Et cela engendrait parfois des discussions fortes entre nous. Je vous donnerai 2 exemples :

- il ne voyait pas l’intérêt de participer à des salons internationaux – il réservait sa participation qu’aux salons ayant un lien très fort avec les jardins comme les Journées de Courson ou celles de société d’Horticulture de la rue de Grenelle. Pourtant, se faire connaître est un challenge important.

- il refusait de faire entrer MPG dans un grand magasin. Retard difficile à rattraper.

- Quel fut le rôle du Jardin du Parfumeur dans sa vie?

Essentiel : sa capacité à créer des parfums originaux et porteurs des valeurs de la parfumerie française tient vraiment à son goût et à sa très importante connaissance des plantes.
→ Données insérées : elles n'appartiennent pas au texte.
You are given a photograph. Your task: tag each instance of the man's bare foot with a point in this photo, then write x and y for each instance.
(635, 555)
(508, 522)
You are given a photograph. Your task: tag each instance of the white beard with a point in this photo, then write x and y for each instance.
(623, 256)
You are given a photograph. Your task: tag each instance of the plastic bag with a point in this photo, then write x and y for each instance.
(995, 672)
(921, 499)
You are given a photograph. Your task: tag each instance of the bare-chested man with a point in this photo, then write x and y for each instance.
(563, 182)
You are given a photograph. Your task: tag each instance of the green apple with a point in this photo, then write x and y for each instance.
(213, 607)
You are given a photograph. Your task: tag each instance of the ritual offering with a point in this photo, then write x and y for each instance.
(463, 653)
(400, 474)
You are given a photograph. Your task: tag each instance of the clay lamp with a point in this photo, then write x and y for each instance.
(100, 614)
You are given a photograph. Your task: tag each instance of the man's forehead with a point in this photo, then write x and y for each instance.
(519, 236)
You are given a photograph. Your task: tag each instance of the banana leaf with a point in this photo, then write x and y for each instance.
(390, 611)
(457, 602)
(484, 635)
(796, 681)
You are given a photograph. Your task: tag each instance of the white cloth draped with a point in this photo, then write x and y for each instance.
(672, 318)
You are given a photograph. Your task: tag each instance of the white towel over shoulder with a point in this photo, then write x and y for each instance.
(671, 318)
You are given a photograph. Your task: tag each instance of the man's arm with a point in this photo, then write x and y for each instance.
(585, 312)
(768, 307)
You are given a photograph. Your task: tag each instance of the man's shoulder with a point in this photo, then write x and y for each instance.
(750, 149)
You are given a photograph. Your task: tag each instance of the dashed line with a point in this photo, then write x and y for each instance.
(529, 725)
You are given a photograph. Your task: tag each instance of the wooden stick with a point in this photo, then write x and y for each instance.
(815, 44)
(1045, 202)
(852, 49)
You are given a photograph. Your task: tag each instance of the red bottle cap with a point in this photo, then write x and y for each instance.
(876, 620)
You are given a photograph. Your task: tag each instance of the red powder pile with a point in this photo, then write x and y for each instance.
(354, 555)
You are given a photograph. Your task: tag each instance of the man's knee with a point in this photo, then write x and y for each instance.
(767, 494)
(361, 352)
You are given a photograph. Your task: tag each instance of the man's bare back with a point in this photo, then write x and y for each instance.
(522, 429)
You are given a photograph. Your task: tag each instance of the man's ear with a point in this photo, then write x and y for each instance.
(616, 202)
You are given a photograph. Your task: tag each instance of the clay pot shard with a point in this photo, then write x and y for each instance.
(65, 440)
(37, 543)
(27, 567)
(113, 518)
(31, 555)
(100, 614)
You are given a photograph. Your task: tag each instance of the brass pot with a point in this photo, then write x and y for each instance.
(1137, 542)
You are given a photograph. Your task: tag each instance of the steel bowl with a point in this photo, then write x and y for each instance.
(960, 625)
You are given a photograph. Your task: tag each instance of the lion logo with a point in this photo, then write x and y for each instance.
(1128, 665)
C’est ce que j’ai d’abord appris à ses côtés : bien connaître les différentes ressources que donne la nature pour pouvoir faire naître des senteurs uniques.

Je résumerai en disant qu’il avait réussi en lui une synthèse élevée entre le chimiste de formation et le jardinier avisé ; il était vraiment les 2 à la fois pour le plus grand plaisir et honneur de la parfumerie française. Et c’est le chimiste qui était au service du jardinier-parfumeur. Par le contraire, surtout pas.

JF Laporte était un puits de connaissances qu’il aimait partager avec son entourage, son auditoire. Tout le monde aimait l’écouter, l’entendre, apprendre de lui.